Oh my God. Do you remember I blogged Kate Thompson's Origins series very positively?
Well, according to The Guardian she is the daughter of Dorothy and E.P. Thompson.
Now, I know that this will mean nothing to most of you, but I trained as a historian in the 1980s at the University of York. This was a time when, scratch any enthusiastic modern-history student, particularly if they wanted to do social history (which was why one went to York anyway) and they had read E.P. Thompson's The Making of the English Working Class. This is the classic social history book (ok, so there is also Christopher Hill's The World Turned Upside Down, but that's more of a political history). The book is about a thousand pages of dense material about the construction of a sense of class through ballads, pubs, working men's educational organisations, unions, and all sort of other things. And it's utterly rivetting.
I received my copy for my twelfth birthday. About a year later, I got to hear Dorothy and E.P. Thompson both speak at a May Day rally in Birmingham (which once had a very fine labour tradition).

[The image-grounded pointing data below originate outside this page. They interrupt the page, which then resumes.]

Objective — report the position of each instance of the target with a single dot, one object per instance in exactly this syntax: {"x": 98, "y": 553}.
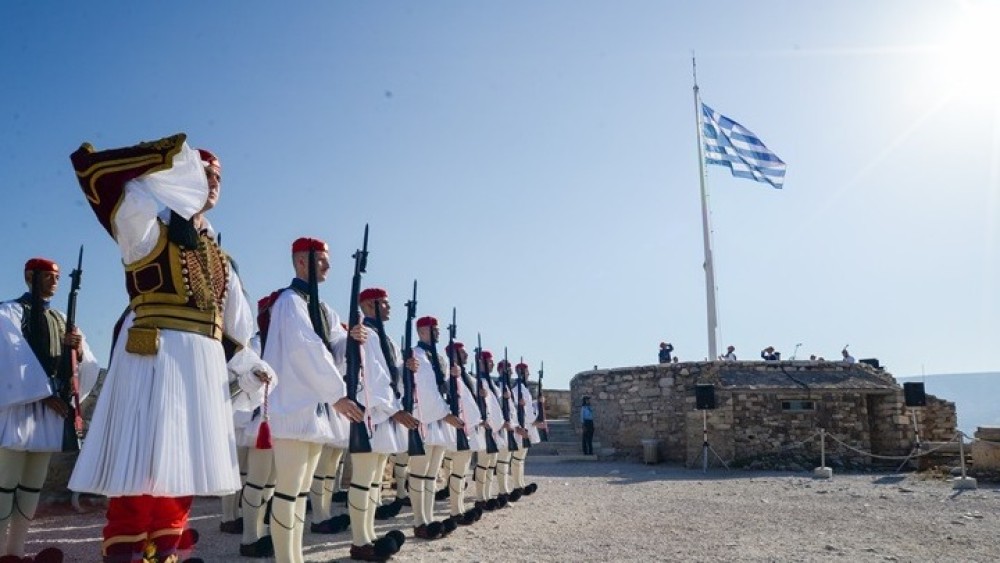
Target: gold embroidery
{"x": 144, "y": 341}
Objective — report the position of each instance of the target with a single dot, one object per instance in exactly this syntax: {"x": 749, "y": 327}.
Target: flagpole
{"x": 713, "y": 322}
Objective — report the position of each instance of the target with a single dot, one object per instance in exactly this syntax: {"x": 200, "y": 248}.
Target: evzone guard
{"x": 306, "y": 344}
{"x": 527, "y": 419}
{"x": 162, "y": 431}
{"x": 486, "y": 465}
{"x": 438, "y": 429}
{"x": 386, "y": 422}
{"x": 259, "y": 478}
{"x": 33, "y": 407}
{"x": 462, "y": 391}
{"x": 511, "y": 431}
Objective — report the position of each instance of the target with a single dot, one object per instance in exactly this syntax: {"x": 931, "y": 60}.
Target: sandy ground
{"x": 626, "y": 511}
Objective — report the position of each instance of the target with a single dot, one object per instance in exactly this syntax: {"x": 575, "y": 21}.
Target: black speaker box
{"x": 914, "y": 394}
{"x": 704, "y": 396}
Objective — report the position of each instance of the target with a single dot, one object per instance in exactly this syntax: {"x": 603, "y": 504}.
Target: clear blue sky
{"x": 535, "y": 164}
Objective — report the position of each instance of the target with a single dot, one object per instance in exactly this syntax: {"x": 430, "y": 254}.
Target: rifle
{"x": 415, "y": 444}
{"x": 491, "y": 443}
{"x": 386, "y": 347}
{"x": 360, "y": 442}
{"x": 68, "y": 375}
{"x": 543, "y": 433}
{"x": 521, "y": 382}
{"x": 504, "y": 405}
{"x": 461, "y": 439}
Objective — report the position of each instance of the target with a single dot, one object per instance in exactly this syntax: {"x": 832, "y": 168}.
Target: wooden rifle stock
{"x": 521, "y": 382}
{"x": 360, "y": 440}
{"x": 481, "y": 386}
{"x": 68, "y": 375}
{"x": 415, "y": 443}
{"x": 504, "y": 405}
{"x": 461, "y": 438}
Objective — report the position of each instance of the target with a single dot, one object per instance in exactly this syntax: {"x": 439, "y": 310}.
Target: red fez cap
{"x": 263, "y": 303}
{"x": 209, "y": 159}
{"x": 305, "y": 244}
{"x": 372, "y": 293}
{"x": 41, "y": 265}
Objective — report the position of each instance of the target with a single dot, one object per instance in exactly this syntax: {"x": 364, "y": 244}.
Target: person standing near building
{"x": 302, "y": 421}
{"x": 162, "y": 431}
{"x": 529, "y": 434}
{"x": 381, "y": 396}
{"x": 848, "y": 358}
{"x": 730, "y": 355}
{"x": 769, "y": 354}
{"x": 587, "y": 420}
{"x": 32, "y": 412}
{"x": 475, "y": 433}
{"x": 486, "y": 463}
{"x": 437, "y": 427}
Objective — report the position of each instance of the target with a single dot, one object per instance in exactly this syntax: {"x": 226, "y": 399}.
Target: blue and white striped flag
{"x": 728, "y": 143}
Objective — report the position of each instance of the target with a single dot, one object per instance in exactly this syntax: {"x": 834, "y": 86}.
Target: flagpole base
{"x": 964, "y": 484}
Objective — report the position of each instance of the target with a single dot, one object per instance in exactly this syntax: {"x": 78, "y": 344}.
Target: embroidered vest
{"x": 46, "y": 340}
{"x": 177, "y": 287}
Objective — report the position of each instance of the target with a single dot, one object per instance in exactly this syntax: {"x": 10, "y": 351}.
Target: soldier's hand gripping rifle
{"x": 68, "y": 374}
{"x": 521, "y": 382}
{"x": 415, "y": 444}
{"x": 360, "y": 439}
{"x": 543, "y": 432}
{"x": 504, "y": 404}
{"x": 461, "y": 439}
{"x": 482, "y": 388}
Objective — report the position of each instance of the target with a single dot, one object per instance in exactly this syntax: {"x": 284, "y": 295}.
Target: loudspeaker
{"x": 704, "y": 396}
{"x": 914, "y": 394}
{"x": 873, "y": 362}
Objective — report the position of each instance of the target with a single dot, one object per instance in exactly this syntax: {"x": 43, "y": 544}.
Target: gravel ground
{"x": 625, "y": 511}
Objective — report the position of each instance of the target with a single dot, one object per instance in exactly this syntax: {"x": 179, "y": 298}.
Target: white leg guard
{"x": 456, "y": 481}
{"x": 260, "y": 473}
{"x": 399, "y": 472}
{"x": 294, "y": 462}
{"x": 435, "y": 458}
{"x": 417, "y": 468}
{"x": 300, "y": 523}
{"x": 11, "y": 468}
{"x": 317, "y": 493}
{"x": 359, "y": 498}
{"x": 333, "y": 476}
{"x": 375, "y": 495}
{"x": 517, "y": 468}
{"x": 483, "y": 473}
{"x": 36, "y": 466}
{"x": 446, "y": 469}
{"x": 492, "y": 490}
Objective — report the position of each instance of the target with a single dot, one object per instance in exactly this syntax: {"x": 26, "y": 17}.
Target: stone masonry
{"x": 763, "y": 409}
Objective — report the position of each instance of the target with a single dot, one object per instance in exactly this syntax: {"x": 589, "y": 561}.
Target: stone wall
{"x": 657, "y": 402}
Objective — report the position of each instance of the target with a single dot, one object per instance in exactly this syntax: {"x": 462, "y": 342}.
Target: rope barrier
{"x": 956, "y": 438}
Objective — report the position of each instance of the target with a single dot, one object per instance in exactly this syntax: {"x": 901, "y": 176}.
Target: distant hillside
{"x": 975, "y": 396}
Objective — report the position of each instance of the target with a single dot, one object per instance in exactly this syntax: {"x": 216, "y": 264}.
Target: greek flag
{"x": 728, "y": 143}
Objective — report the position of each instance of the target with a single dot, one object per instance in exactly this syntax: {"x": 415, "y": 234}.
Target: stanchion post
{"x": 822, "y": 472}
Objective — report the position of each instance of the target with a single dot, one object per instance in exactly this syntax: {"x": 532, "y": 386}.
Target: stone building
{"x": 762, "y": 409}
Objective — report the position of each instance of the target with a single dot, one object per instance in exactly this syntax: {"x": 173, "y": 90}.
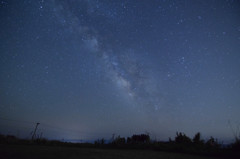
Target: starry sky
{"x": 87, "y": 69}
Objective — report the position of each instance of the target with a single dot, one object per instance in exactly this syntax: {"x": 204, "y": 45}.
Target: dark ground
{"x": 47, "y": 152}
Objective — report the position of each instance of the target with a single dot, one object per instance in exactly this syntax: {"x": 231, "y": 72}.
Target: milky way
{"x": 88, "y": 69}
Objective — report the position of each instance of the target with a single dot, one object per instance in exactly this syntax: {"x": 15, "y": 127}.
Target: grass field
{"x": 47, "y": 152}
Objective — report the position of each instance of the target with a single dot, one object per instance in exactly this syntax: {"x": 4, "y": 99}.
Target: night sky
{"x": 87, "y": 69}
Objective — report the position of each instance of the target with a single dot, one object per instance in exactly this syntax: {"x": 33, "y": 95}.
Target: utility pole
{"x": 34, "y": 133}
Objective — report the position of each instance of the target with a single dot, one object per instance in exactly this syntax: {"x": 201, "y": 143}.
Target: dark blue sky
{"x": 88, "y": 69}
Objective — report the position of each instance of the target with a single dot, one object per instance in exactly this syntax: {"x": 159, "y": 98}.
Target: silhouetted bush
{"x": 182, "y": 138}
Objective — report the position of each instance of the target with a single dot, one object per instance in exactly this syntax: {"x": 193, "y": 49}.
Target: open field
{"x": 47, "y": 152}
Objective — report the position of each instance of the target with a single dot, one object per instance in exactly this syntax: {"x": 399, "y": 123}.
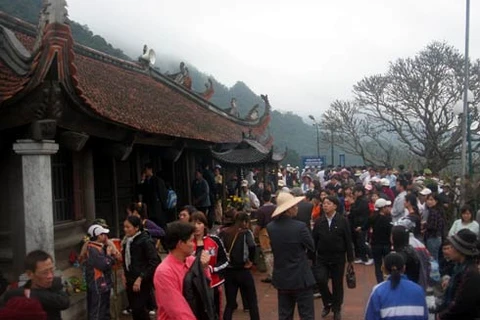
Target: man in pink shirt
{"x": 168, "y": 278}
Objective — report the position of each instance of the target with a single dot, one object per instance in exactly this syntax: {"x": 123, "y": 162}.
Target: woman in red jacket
{"x": 218, "y": 256}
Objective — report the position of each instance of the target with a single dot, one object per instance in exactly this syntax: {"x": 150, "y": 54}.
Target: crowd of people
{"x": 310, "y": 226}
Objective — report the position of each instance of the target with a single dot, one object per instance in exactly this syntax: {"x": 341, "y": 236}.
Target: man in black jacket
{"x": 333, "y": 242}
{"x": 360, "y": 212}
{"x": 154, "y": 193}
{"x": 240, "y": 245}
{"x": 305, "y": 207}
{"x": 292, "y": 275}
{"x": 43, "y": 285}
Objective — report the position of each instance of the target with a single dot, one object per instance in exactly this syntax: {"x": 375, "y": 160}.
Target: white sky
{"x": 304, "y": 54}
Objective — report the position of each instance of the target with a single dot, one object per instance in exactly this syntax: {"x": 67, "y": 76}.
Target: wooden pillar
{"x": 116, "y": 217}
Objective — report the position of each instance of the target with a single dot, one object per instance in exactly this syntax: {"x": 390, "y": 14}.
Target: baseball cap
{"x": 425, "y": 192}
{"x": 380, "y": 203}
{"x": 95, "y": 230}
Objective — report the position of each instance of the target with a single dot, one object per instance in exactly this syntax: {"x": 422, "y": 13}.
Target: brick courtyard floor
{"x": 353, "y": 308}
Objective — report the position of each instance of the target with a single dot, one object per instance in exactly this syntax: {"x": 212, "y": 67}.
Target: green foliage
{"x": 288, "y": 129}
{"x": 292, "y": 158}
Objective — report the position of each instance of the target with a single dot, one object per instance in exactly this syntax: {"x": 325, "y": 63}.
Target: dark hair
{"x": 34, "y": 257}
{"x": 400, "y": 237}
{"x": 435, "y": 197}
{"x": 190, "y": 209}
{"x": 412, "y": 199}
{"x": 403, "y": 183}
{"x": 433, "y": 187}
{"x": 200, "y": 216}
{"x": 242, "y": 217}
{"x": 135, "y": 221}
{"x": 266, "y": 196}
{"x": 333, "y": 199}
{"x": 177, "y": 231}
{"x": 140, "y": 208}
{"x": 394, "y": 264}
{"x": 359, "y": 188}
{"x": 464, "y": 209}
{"x": 148, "y": 165}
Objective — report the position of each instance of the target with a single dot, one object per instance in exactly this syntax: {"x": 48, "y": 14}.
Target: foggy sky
{"x": 304, "y": 54}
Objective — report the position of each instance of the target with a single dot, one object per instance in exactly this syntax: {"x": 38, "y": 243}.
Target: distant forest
{"x": 288, "y": 129}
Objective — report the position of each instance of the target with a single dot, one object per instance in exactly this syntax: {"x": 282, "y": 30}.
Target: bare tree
{"x": 414, "y": 102}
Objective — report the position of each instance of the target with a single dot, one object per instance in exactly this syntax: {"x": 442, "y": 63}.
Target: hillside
{"x": 288, "y": 129}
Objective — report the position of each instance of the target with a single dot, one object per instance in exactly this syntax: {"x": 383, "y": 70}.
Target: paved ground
{"x": 354, "y": 306}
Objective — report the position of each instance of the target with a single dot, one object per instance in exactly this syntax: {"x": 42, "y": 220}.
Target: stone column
{"x": 36, "y": 223}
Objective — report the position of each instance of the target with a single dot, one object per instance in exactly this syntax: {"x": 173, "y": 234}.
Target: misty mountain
{"x": 288, "y": 129}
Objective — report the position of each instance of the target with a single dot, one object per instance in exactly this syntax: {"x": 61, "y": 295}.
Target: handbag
{"x": 231, "y": 246}
{"x": 351, "y": 278}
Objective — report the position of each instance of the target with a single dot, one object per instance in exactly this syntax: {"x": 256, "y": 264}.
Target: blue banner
{"x": 312, "y": 161}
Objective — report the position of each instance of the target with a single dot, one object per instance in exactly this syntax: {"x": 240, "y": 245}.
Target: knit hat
{"x": 394, "y": 260}
{"x": 23, "y": 308}
{"x": 465, "y": 241}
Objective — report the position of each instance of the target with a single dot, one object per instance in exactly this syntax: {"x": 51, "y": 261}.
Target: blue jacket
{"x": 405, "y": 302}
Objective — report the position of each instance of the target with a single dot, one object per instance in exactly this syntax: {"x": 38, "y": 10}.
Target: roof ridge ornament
{"x": 148, "y": 57}
{"x": 233, "y": 110}
{"x": 53, "y": 11}
{"x": 183, "y": 77}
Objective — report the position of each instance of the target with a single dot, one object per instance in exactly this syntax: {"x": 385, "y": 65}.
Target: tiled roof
{"x": 10, "y": 82}
{"x": 141, "y": 102}
{"x": 241, "y": 156}
{"x": 127, "y": 94}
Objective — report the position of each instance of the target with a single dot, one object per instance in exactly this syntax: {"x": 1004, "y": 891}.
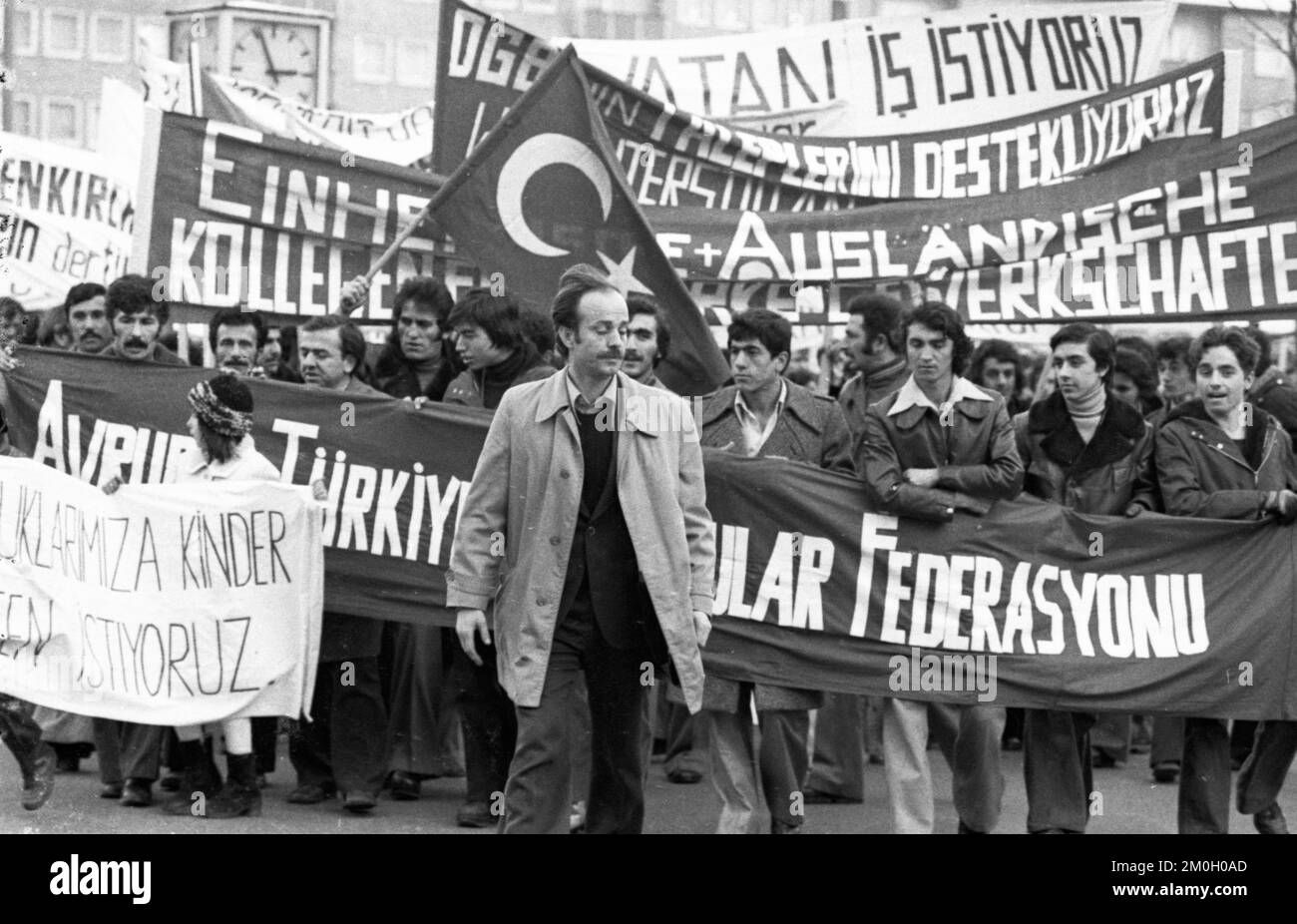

Anyway, you get the picture. Over the years of course I've changed, and part of my "university disaster story" is that I turned out to be terrible at social history (I have no eye for detail) which was a genuine grief to me. As far as I was concerned, social history was the only really viable type of history. This attitude blinded me for years to the fact that I have a knack for intellectual history (it was very passe when I was a student).
So, back to 2005 and the word spins around and I find myself listing the daughter of one of my favourite historians as one of my favourite science fiction writers.